In the past week, America has been invaded by a staggering amount of flesh-eating humans. These attacks have ranged from New Jersey to Miami to Baltimore, and it appears that it's only a matter of time until they spread across the nation. Not really, but kind of.
If this really is the zombie apocalypse, there’s no doubting that zombie history students will be studying this landmark event for centuries to come. Humans will likely be the butt of many jokes, as they will wonder how the f*ck we didn’t see this coming. As shown below, we’ve really just missed the signs:
1. Adam Richman Leaving 'Man vs. Food' To Eat People Instead
"Man vs. Food" was a show where half-man, half-diesel engine Adam Richman would go to famous restaurants across the country and eat the entire menu. It was announced earlier this year that the show would be no more, and Richman wrote on his Facebook page that he is now retired from competitive eating. No reason was given.
No reason given, huh? Well this is because ADAM RICHMAN HAS CLEARLY GRADUATED FROM EATING FOOD TO EATING PEOPLE. HOW DID WE NOT SEE THIS COMING?!?!!?
2. Pitbull’s Popularity
Only in a world that’s about to be taken over by zombies would this man dominate the Billboard charts. Also, the official rally cry of zombie nation is dalle.
3. And Skrillex
Little known fact: Skrillex was attacked by a zombie in his youth, this being the reason why he’s unable to grow hair on a whole side of his head. With his zombie tunes, it’s clear that the virus lodged in his brain is really making a play.
4. The Mayans
As we know full well, the Mayans told us the world was going to end right after our lunch break. Although recent evidence has shown that this is untrue, it easily could’ve been information planted by the NAZ (National Association of Zombies). I hear membership grows exponentially by the day.

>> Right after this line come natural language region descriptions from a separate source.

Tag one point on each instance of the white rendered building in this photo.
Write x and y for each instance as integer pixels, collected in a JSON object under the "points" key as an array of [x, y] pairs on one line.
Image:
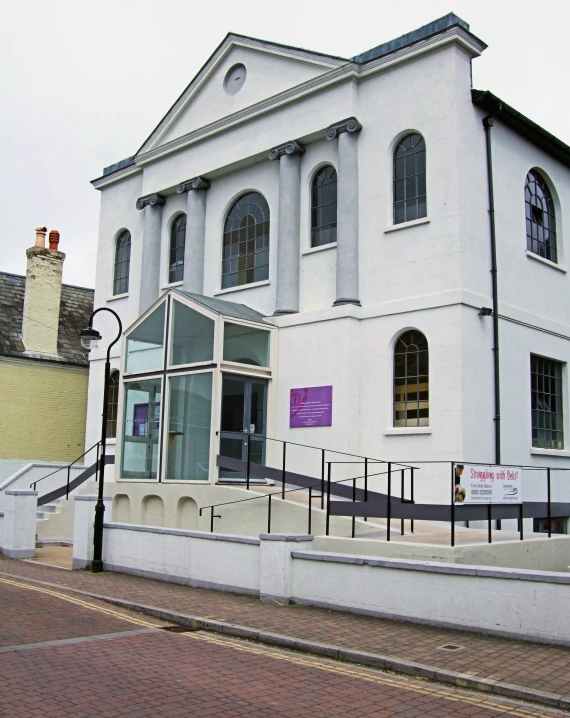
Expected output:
{"points": [[299, 220]]}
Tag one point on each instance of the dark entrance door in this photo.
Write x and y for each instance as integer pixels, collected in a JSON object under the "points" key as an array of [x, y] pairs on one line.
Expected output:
{"points": [[244, 409]]}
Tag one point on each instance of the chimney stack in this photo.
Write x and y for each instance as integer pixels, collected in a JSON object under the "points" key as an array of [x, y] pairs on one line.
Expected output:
{"points": [[40, 323]]}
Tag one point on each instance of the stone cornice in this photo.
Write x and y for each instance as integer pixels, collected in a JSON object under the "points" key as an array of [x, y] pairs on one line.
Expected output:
{"points": [[195, 183], [151, 200], [351, 124], [288, 148]]}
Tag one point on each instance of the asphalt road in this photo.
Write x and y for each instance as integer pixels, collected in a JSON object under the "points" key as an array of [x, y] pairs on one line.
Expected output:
{"points": [[67, 656]]}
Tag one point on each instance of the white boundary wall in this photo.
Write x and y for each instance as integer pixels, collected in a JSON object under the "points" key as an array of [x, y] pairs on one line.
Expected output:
{"points": [[532, 605]]}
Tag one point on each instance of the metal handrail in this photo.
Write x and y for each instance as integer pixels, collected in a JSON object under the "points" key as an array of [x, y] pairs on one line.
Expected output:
{"points": [[61, 468]]}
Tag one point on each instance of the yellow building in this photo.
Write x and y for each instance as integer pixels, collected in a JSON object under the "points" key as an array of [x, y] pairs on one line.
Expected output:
{"points": [[43, 369]]}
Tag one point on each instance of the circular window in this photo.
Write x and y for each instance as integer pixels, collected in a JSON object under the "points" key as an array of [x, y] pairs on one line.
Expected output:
{"points": [[235, 77]]}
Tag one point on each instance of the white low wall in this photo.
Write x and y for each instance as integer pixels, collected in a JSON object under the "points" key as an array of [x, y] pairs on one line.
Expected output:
{"points": [[522, 604], [533, 605], [195, 558]]}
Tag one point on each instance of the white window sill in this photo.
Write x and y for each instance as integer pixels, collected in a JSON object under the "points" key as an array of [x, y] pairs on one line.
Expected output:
{"points": [[171, 286], [548, 263], [549, 452], [405, 225], [406, 430], [229, 290], [321, 248]]}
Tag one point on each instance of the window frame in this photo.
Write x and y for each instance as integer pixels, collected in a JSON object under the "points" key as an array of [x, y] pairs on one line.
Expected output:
{"points": [[551, 248], [404, 402], [125, 235], [405, 177], [226, 257], [331, 225], [562, 383]]}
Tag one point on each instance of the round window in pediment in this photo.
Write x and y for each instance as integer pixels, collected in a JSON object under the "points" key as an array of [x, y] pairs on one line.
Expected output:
{"points": [[235, 77]]}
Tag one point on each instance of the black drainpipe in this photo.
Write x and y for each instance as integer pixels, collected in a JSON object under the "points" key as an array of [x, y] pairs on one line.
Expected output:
{"points": [[488, 124]]}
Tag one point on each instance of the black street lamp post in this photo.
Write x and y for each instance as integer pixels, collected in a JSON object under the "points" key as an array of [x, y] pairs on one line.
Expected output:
{"points": [[89, 339]]}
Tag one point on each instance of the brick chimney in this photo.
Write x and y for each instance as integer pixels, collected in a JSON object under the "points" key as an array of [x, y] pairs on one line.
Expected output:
{"points": [[43, 294]]}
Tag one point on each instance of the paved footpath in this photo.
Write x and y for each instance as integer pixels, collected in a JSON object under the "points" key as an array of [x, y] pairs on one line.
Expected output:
{"points": [[68, 656], [513, 668]]}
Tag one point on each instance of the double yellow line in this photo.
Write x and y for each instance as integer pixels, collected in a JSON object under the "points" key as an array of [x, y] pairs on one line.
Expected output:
{"points": [[403, 683]]}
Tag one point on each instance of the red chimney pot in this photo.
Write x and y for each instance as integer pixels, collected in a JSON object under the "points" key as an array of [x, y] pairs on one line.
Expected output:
{"points": [[53, 239]]}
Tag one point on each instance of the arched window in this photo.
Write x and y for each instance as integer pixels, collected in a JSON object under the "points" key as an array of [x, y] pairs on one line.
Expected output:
{"points": [[246, 242], [410, 179], [122, 263], [176, 257], [112, 402], [540, 219], [323, 207], [411, 380]]}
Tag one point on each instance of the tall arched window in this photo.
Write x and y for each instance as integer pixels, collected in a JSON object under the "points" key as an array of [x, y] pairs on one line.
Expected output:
{"points": [[411, 380], [122, 263], [323, 207], [112, 403], [410, 179], [540, 218], [176, 256], [246, 242]]}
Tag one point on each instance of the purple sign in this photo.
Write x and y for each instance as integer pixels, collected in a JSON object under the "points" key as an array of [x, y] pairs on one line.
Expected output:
{"points": [[311, 406]]}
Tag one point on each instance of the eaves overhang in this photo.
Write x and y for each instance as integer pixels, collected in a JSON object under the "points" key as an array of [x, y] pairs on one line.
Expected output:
{"points": [[523, 126]]}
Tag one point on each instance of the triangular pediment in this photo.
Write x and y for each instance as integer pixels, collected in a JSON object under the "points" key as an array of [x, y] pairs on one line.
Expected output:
{"points": [[262, 70]]}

5. Gus Johnson Leaving CBS, Not Calling College Basketball Games Anymore
It was common knowledge that, upon hearing Gus Johnson’s screaming voice, zombies instantly die. The lack of Johnson calling March Madness buzzer-beaters this year has given a chance for the flesh eaters to regroup, and finally get healthy enough to become a legitimate apocalypse contender.